Imagine what I could do with a little more time.

I pause on a tweet by Darien Freeman, posting a pic of him kissing his girlfriend’s cheek, him in his geeky Starfield T-shirt and her in what I assume is her costume for this year’s cosplay contest—Princess Amara with a Cinderella twist. His caption reads Ah’blena.

It’s a term of endearment in the Starfield universe. The closest translation is my heart or my other half, and for a moment I sort of wish I had someone to call me ah’blena.

“You don’t have time for romance,” I mutter to myself, and scroll on to the next tweet. Besides, I have a princess to save. I don’t need some hunk-a hunk-a burnin’ love clouding my head— Someone knocks on my hotel room door again.

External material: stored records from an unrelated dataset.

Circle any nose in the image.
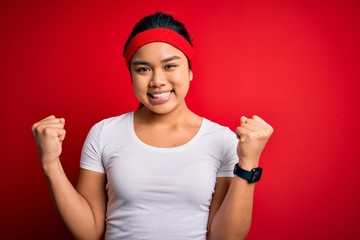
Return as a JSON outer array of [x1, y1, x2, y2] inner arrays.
[[150, 69, 167, 87]]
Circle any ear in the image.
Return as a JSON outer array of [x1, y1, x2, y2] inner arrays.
[[189, 69, 194, 82]]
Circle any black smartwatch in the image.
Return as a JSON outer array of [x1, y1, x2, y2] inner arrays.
[[234, 164, 262, 183]]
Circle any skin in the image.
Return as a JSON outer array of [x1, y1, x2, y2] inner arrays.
[[32, 42, 273, 240]]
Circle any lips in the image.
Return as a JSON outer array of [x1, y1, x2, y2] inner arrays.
[[148, 91, 173, 104]]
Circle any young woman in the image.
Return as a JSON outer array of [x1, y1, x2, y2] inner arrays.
[[32, 13, 273, 240]]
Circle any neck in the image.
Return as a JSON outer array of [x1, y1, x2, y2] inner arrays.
[[135, 104, 194, 124]]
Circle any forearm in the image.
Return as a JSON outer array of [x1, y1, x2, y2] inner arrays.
[[43, 158, 104, 239], [209, 176, 255, 240]]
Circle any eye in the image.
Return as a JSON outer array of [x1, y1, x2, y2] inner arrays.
[[165, 63, 177, 69], [135, 67, 150, 73]]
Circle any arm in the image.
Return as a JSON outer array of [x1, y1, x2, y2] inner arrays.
[[32, 116, 106, 239], [209, 116, 273, 240]]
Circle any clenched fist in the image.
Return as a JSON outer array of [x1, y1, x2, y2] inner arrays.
[[236, 115, 274, 170], [32, 115, 66, 165]]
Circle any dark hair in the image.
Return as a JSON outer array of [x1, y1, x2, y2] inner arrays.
[[123, 12, 192, 54]]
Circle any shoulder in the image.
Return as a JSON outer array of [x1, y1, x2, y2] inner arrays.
[[92, 112, 133, 129]]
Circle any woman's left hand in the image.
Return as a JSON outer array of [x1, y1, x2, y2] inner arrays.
[[236, 115, 274, 170]]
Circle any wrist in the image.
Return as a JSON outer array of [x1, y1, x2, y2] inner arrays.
[[41, 157, 60, 177], [238, 158, 259, 171]]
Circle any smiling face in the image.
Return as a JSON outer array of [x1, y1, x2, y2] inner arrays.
[[131, 42, 192, 114]]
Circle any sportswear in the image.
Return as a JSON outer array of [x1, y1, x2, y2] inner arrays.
[[80, 112, 238, 240]]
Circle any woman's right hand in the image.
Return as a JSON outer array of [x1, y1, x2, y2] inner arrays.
[[32, 115, 66, 167]]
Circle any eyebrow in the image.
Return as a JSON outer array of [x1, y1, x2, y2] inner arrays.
[[132, 55, 180, 66]]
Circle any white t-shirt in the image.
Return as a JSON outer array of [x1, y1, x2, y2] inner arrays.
[[80, 112, 238, 240]]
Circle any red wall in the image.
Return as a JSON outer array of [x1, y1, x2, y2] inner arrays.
[[0, 0, 360, 240]]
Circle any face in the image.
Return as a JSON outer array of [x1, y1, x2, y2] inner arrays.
[[131, 42, 192, 114]]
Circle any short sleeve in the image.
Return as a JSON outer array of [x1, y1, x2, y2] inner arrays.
[[80, 122, 105, 173], [217, 128, 239, 177]]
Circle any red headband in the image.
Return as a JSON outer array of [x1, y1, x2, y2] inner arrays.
[[124, 28, 194, 68]]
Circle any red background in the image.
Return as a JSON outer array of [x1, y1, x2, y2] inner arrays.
[[0, 0, 360, 239]]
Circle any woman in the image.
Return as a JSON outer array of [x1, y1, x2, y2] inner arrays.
[[32, 13, 273, 240]]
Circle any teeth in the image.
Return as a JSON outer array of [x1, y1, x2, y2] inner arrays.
[[152, 92, 171, 98]]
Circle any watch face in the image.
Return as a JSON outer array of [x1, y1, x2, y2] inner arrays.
[[251, 168, 262, 182]]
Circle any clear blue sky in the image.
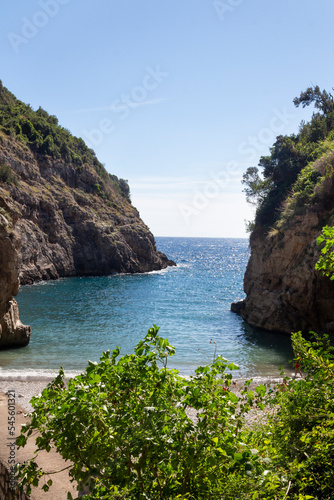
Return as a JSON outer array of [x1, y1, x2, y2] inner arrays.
[[0, 0, 334, 237]]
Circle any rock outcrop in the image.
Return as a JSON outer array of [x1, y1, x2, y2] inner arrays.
[[231, 169, 334, 334], [0, 81, 175, 348], [0, 196, 31, 349], [0, 136, 174, 284]]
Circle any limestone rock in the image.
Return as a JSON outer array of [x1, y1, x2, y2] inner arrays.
[[0, 137, 175, 284], [231, 179, 334, 334], [0, 213, 31, 349]]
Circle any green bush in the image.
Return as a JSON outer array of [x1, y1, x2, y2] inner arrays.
[[0, 163, 18, 186], [17, 326, 265, 500]]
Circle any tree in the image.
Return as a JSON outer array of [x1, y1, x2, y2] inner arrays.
[[315, 226, 334, 280]]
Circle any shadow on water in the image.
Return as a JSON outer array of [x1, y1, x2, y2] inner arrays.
[[238, 321, 293, 376]]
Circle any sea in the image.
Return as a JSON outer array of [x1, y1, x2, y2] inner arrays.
[[0, 237, 293, 378]]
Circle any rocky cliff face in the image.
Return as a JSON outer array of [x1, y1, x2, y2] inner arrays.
[[231, 171, 334, 334], [0, 81, 175, 348], [0, 134, 174, 290], [0, 196, 31, 348]]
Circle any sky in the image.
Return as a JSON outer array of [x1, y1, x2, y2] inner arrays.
[[0, 0, 334, 238]]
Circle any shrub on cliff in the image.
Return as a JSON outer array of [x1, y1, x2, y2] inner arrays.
[[242, 86, 334, 232], [268, 332, 334, 500], [0, 80, 130, 201]]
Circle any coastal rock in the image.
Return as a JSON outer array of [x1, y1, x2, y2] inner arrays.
[[0, 136, 175, 284], [231, 199, 334, 333], [0, 203, 31, 349]]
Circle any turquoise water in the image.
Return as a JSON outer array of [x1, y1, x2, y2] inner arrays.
[[0, 238, 292, 376]]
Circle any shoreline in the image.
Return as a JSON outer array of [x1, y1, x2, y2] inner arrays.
[[0, 372, 290, 413]]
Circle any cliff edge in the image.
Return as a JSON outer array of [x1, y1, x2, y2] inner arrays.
[[231, 87, 334, 334], [0, 196, 31, 349], [0, 81, 175, 347]]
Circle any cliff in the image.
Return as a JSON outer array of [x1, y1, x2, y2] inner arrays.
[[0, 136, 172, 284], [0, 82, 175, 346], [231, 98, 334, 334], [0, 197, 31, 348]]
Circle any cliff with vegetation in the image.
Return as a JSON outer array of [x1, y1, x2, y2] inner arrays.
[[231, 87, 334, 334], [0, 197, 30, 348], [0, 82, 174, 348]]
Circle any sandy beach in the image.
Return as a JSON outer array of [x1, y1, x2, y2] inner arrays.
[[0, 372, 288, 500]]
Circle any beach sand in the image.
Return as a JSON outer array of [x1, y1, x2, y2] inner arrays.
[[0, 374, 288, 500], [0, 378, 78, 500]]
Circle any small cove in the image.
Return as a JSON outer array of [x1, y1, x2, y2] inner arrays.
[[0, 237, 293, 377]]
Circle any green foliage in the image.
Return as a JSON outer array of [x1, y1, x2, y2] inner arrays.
[[17, 326, 265, 499], [315, 226, 334, 280], [0, 163, 18, 186], [293, 85, 334, 115], [0, 81, 130, 201], [269, 332, 334, 500], [17, 326, 334, 500], [242, 87, 334, 232]]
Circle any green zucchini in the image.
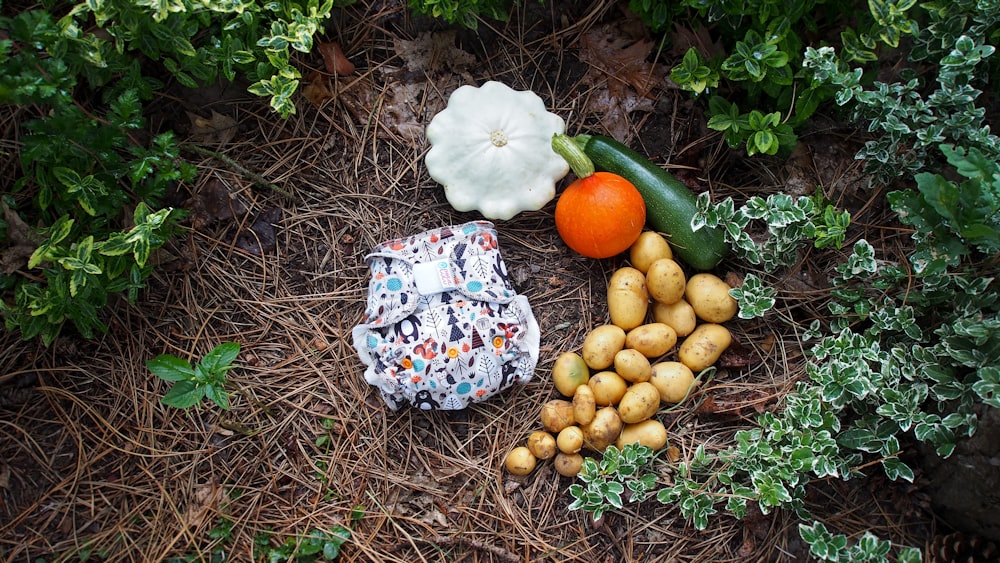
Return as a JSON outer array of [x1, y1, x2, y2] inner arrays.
[[572, 135, 728, 270]]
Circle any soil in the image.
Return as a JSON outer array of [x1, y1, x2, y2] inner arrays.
[[0, 2, 972, 562]]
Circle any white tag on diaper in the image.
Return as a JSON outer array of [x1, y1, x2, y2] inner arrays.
[[413, 259, 458, 295]]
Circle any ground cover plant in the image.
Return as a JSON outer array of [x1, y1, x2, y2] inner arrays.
[[0, 1, 1000, 561]]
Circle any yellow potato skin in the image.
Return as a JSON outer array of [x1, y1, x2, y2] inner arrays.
[[582, 324, 625, 370], [587, 371, 628, 407], [684, 272, 739, 324], [649, 362, 694, 403], [528, 430, 556, 459], [541, 399, 576, 434], [573, 385, 597, 424], [615, 418, 667, 451], [628, 231, 674, 274], [625, 322, 680, 358], [556, 426, 583, 454], [503, 446, 538, 475], [552, 352, 590, 397], [653, 299, 698, 337], [646, 258, 687, 305], [615, 348, 652, 383], [553, 452, 583, 477], [677, 323, 733, 372], [581, 407, 622, 452], [618, 381, 660, 424], [608, 266, 649, 330]]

This time I glance up, and wait. Because instinctively that’s what everyone does when they hear strange sounds at night, right? Like a dumbass, they wait for it to happen again instead of calling the police. Or the front desk.

This is why I’d die in a horror movie.

It’s not Milo—I just got a text from him saying he and Bran are at a showing of Galaxy Quest.

Another three loud raps on the door. I crawl to the edge of the bed.

“Hello!” a voice calls from the other side. Female. Light, honeyed yet harsh, with the slightest Southern drawl. I know that voice. I imitated that voice.

Dread coils in my stomach like a snake.

Oh no.

“Hello!” she calls again and bangs on the door. I stumble out of bed, my legs still wrapped in the sheets. “I know you’re in there! I have your keycard!”

Holy crap, how loud can she be?

Before she has a chance to wake up the entire hallway (including my parents, and I do not want to explain to them what a starlet is doing knocking at my door at ten p.m.), I unlatch the lock and peek through the peephole, but someone has their finger blocking it. Because that isn’t murdery at all.